Let me finish tonight with the politics I've come back to.I have seen the glory of this country these past weeks.

Let me finish tonight with the politics I've come back to.

I have seen the glory of this country these past weeks. I have seen the beauty of the Snake River in Wyoming, the wonders of Yellowstone and Shoshone National Parks, the best rodeo in the world in Cody and sat for two hours looking up at the man-made wonder of Mount Rushmore. Two hours looking up at those four faces - the proud, if a bit uncertain Washington, the upward looking, hopeful Tom Jefferson, Teddy stern, wary for the wilderness he historically protected and Abraham Lincoln clear-eyed and true.

I now confront here at the beautiful Reagan Library this great week in American politics - when we'll know what the President has - what he really has to bring this country back economically - to restore the hope on which he ran, the hope that lies waiting for the one who can lead. And we will learn who leads the Republican Party once led by Abraham Lincoln and the great Teddy Roosevelt, to see if it is the Republican party that holds to conservative principles or has been won over by the anti-government zealotry of the right.

Those are the questions on the table - the big ones to be answered this week: Is the president able to win back the faith and hopes of the American majority? Can he display a strong hand in rebuilding the American economy brought low by unsound financial risk-taking? Can we fix the housing market, create jobs, and stimulate investment and consumption? Can he create the basic economic demand that remains the essential ingredient of recovery? Or not?
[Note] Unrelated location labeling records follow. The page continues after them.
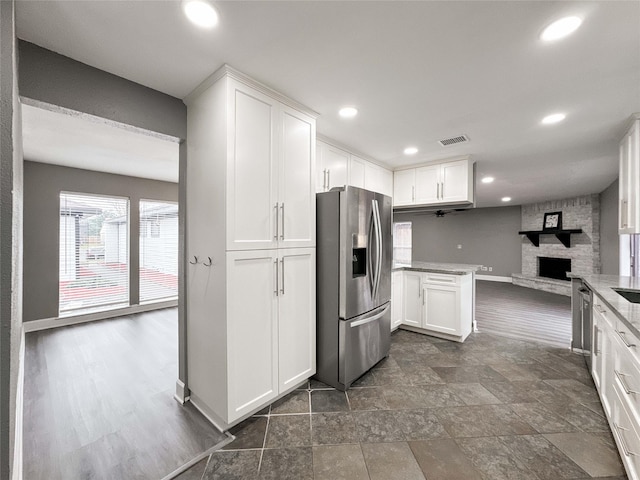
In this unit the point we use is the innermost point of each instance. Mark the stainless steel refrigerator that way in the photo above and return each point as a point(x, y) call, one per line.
point(354, 254)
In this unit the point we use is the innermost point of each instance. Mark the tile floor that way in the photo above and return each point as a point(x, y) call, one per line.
point(491, 408)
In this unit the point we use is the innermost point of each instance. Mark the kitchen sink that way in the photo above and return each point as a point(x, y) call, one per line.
point(632, 295)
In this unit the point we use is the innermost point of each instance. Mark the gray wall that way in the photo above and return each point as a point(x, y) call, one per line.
point(42, 186)
point(53, 78)
point(489, 236)
point(11, 335)
point(609, 238)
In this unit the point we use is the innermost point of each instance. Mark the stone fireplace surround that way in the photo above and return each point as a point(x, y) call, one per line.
point(578, 212)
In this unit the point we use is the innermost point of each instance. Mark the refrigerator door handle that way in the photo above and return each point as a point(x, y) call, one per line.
point(373, 318)
point(378, 230)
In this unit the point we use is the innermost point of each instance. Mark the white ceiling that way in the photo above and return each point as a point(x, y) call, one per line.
point(81, 141)
point(418, 71)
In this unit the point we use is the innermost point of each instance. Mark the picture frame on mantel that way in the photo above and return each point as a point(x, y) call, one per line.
point(552, 221)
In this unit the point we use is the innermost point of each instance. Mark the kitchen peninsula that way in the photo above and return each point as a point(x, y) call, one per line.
point(436, 299)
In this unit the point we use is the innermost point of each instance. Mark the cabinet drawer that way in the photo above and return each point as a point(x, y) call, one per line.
point(625, 430)
point(627, 339)
point(441, 278)
point(626, 375)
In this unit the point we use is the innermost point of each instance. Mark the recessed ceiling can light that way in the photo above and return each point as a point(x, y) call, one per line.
point(348, 112)
point(410, 151)
point(560, 28)
point(200, 12)
point(553, 118)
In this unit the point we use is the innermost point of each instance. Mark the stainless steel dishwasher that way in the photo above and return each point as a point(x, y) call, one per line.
point(582, 300)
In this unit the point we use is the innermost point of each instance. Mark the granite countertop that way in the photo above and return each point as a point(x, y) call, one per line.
point(434, 267)
point(628, 312)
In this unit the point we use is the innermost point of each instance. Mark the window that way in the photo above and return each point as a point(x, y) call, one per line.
point(158, 251)
point(402, 242)
point(94, 253)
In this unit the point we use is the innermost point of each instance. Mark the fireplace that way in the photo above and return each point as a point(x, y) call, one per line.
point(551, 267)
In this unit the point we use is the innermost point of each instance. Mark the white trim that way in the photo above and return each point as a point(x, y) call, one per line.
point(19, 413)
point(45, 323)
point(227, 71)
point(95, 119)
point(494, 278)
point(182, 392)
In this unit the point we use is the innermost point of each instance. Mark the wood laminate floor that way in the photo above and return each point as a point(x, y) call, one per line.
point(523, 313)
point(99, 402)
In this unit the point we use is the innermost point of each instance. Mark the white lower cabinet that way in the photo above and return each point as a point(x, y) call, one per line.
point(615, 368)
point(438, 304)
point(270, 344)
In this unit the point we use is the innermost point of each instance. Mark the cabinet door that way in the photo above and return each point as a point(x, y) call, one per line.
point(297, 198)
point(427, 189)
point(412, 299)
point(442, 308)
point(356, 172)
point(252, 170)
point(396, 299)
point(252, 330)
point(404, 182)
point(454, 182)
point(296, 316)
point(333, 167)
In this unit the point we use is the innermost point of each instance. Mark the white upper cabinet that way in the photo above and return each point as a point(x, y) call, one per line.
point(296, 189)
point(333, 167)
point(404, 187)
point(337, 167)
point(629, 180)
point(270, 186)
point(448, 183)
point(357, 171)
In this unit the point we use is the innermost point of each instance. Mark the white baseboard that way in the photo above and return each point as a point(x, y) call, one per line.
point(19, 413)
point(182, 393)
point(45, 323)
point(494, 278)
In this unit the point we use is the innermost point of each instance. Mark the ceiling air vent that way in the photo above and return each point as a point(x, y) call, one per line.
point(452, 141)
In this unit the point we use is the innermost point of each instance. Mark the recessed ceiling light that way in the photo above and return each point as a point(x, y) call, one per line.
point(560, 28)
point(200, 12)
point(553, 118)
point(348, 112)
point(410, 151)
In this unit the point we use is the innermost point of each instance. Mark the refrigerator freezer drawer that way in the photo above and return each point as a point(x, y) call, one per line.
point(364, 341)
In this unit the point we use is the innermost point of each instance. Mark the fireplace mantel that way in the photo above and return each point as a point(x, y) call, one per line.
point(563, 235)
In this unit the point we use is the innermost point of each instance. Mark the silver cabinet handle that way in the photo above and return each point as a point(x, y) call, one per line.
point(620, 376)
point(623, 337)
point(282, 287)
point(282, 215)
point(275, 236)
point(625, 449)
point(275, 264)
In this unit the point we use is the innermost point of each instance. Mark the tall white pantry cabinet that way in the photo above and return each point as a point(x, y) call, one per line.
point(250, 186)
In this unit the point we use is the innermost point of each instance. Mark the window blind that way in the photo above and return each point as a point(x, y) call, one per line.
point(158, 251)
point(94, 253)
point(402, 242)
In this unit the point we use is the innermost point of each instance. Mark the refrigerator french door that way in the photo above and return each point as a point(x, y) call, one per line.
point(354, 251)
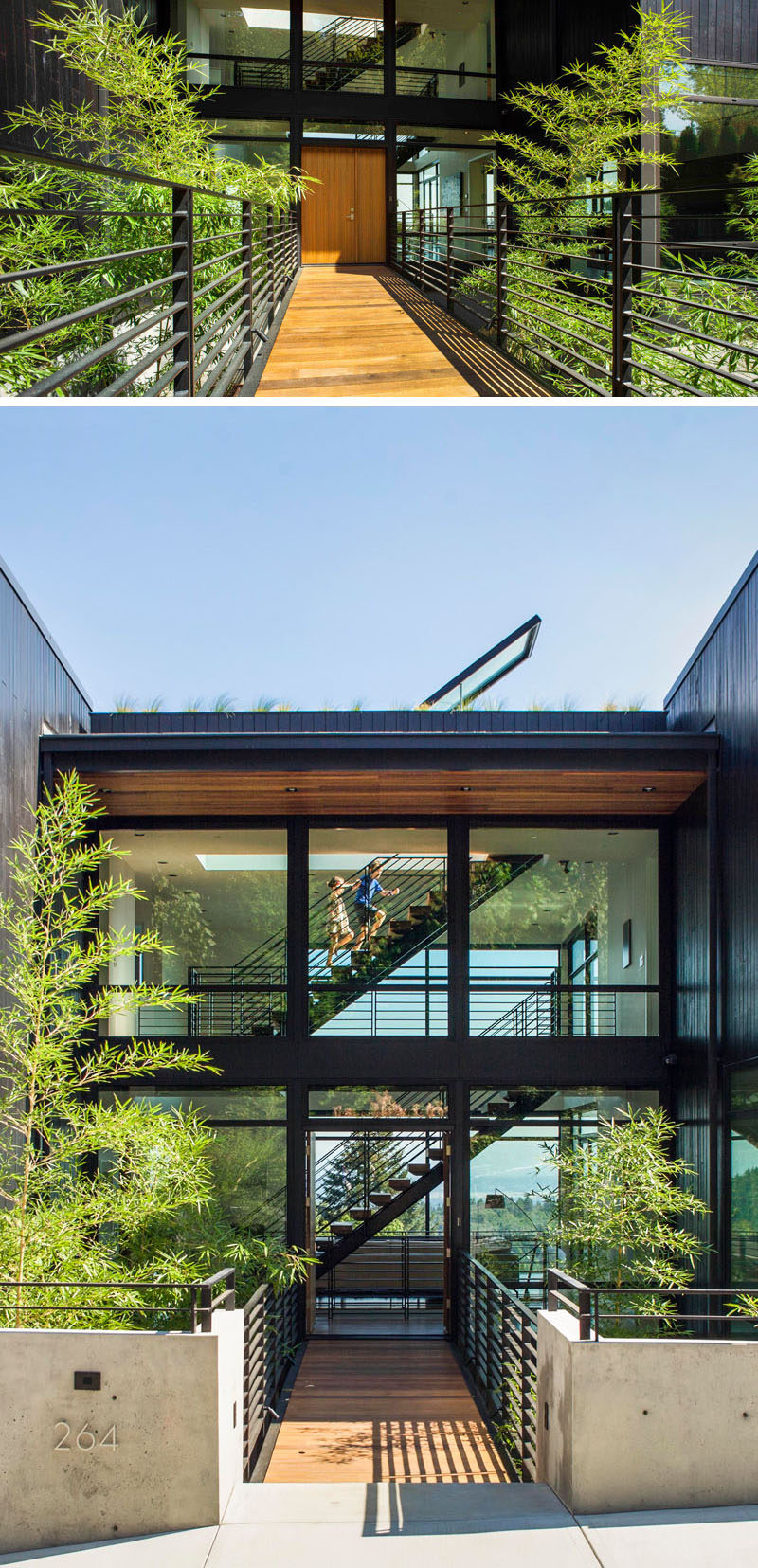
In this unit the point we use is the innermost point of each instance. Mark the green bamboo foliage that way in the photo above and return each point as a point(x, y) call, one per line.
point(96, 1182)
point(50, 215)
point(583, 143)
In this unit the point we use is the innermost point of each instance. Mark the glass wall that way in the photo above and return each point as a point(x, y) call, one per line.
point(342, 131)
point(344, 54)
point(236, 45)
point(255, 140)
point(377, 954)
point(219, 899)
point(248, 1154)
point(514, 1186)
point(564, 931)
point(744, 1175)
point(440, 168)
point(444, 49)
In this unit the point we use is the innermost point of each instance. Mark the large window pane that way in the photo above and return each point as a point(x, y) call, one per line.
point(744, 1175)
point(514, 1187)
point(344, 54)
point(379, 931)
point(564, 931)
point(219, 899)
point(255, 140)
point(248, 1153)
point(234, 45)
point(440, 168)
point(444, 50)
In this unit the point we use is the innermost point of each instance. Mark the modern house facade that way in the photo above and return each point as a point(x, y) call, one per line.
point(394, 107)
point(568, 928)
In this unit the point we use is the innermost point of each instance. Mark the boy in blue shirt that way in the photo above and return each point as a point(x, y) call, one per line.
point(368, 916)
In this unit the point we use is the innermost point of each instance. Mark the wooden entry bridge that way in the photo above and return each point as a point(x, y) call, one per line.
point(382, 1410)
point(365, 332)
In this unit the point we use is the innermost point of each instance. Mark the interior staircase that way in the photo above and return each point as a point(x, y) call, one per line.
point(251, 985)
point(333, 57)
point(418, 1167)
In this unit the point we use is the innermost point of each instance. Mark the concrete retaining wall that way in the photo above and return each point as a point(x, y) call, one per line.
point(155, 1448)
point(645, 1422)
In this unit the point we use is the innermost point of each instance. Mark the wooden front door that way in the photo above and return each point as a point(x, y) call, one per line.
point(344, 215)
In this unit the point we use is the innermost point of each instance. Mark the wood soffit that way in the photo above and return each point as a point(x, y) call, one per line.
point(643, 790)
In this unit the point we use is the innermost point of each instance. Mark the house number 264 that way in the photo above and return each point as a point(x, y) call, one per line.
point(86, 1440)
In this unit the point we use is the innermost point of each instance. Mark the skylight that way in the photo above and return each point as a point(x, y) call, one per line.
point(492, 667)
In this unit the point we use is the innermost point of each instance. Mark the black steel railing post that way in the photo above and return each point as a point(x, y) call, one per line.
point(449, 245)
point(246, 281)
point(501, 234)
point(182, 297)
point(206, 1307)
point(269, 258)
point(622, 294)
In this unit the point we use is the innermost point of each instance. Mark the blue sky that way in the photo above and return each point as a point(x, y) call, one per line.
point(366, 554)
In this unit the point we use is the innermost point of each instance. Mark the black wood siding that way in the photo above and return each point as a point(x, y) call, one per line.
point(722, 684)
point(35, 686)
point(27, 72)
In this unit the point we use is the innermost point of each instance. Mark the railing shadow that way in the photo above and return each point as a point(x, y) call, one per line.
point(483, 368)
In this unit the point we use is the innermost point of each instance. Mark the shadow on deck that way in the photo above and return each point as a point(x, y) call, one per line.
point(365, 332)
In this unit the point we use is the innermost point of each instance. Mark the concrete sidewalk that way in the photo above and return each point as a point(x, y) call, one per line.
point(351, 1524)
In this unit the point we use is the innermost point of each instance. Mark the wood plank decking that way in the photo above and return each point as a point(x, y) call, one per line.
point(363, 332)
point(388, 1410)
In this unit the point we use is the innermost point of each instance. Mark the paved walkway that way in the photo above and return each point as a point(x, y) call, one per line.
point(388, 1526)
point(382, 1410)
point(363, 332)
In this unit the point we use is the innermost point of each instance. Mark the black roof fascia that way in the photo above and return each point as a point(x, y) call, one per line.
point(712, 631)
point(387, 722)
point(43, 631)
point(270, 753)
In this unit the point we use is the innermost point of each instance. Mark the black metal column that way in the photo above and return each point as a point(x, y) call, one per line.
point(460, 1209)
point(714, 1022)
point(459, 927)
point(297, 935)
point(297, 1122)
point(391, 187)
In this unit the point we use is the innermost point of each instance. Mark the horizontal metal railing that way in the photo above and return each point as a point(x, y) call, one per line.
point(154, 1304)
point(184, 313)
point(365, 1162)
point(272, 1331)
point(606, 1308)
point(496, 1335)
point(396, 1272)
point(336, 72)
point(633, 295)
point(561, 1010)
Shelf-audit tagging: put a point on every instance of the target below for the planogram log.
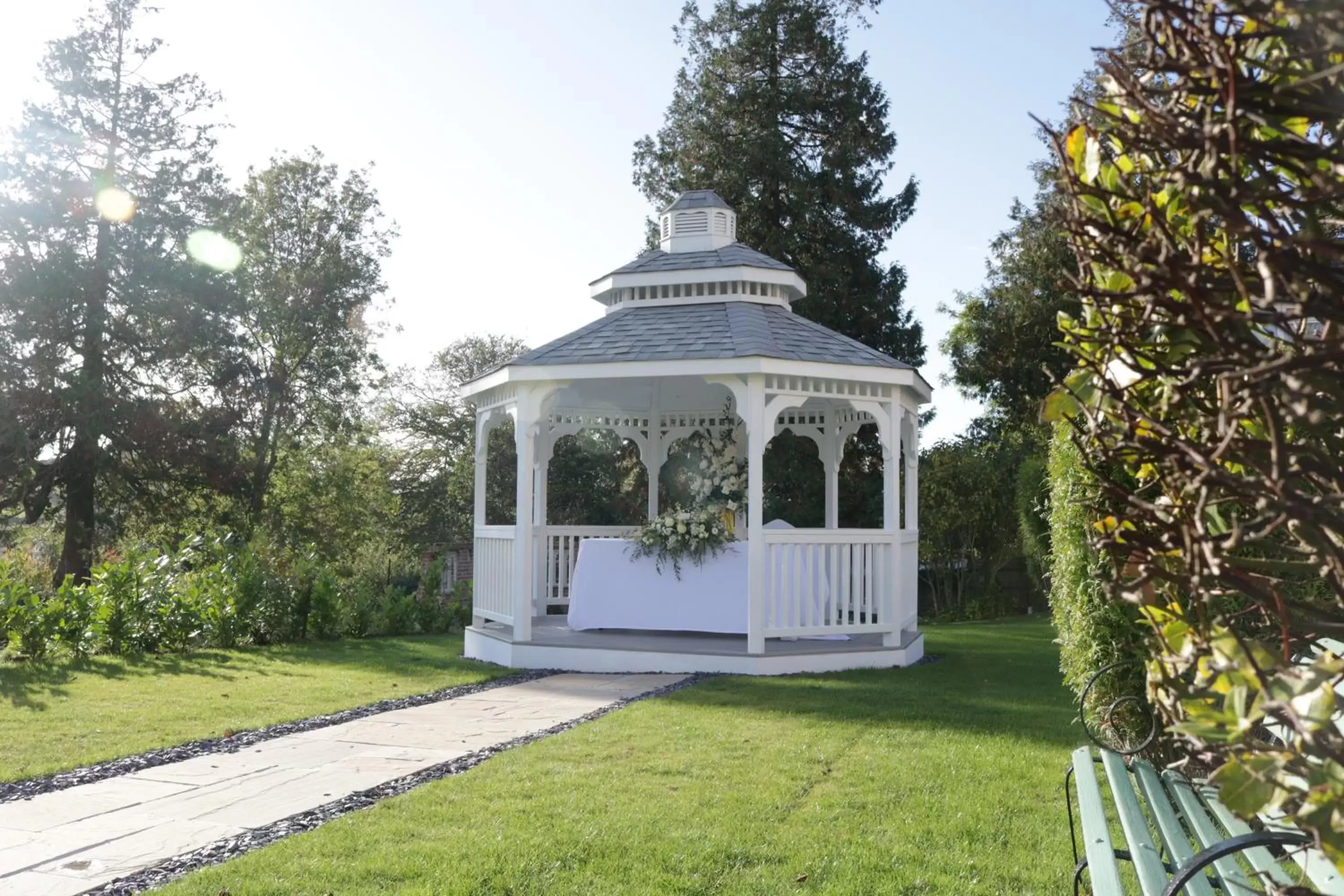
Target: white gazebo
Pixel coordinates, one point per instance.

And what has become of the party of Lincoln and Teddy Roosevelt? Is it now the Tea Party? Is it now undergoing what became of the Whig party prior to the Civil War when it was taken over the abolitionists? Has the modern Republican party been taken over by those who see government as the evil, much as the abolitionists saw slavery? When you listen to Congresswoman Bachman speak of having taken a job in the IRS with the purpose of studying the enemy, when you hear Governor Rick Perry speak as he did of "secession," are you listening to Republicans or to something more radical, something a traditional Republican would hear as alien?

Here's what I'm hearing. Ask a regular Republican to choose between Palin and Obama, she'll say, grudgingly, Obama. Ask her to choose between Bachman and Obama and she'll say, again grudgingly, okay, Obama. Ask her to choose between Obama and Perry and she'll ....... start to think.

That, I believe is the Republican situation. If Perry can sound solid out here tomorrow night, it's going to start looking like a real challenge is coming the president's way because moderate Republicans are looking for an alternative and that means independents may be looking hard for one, too.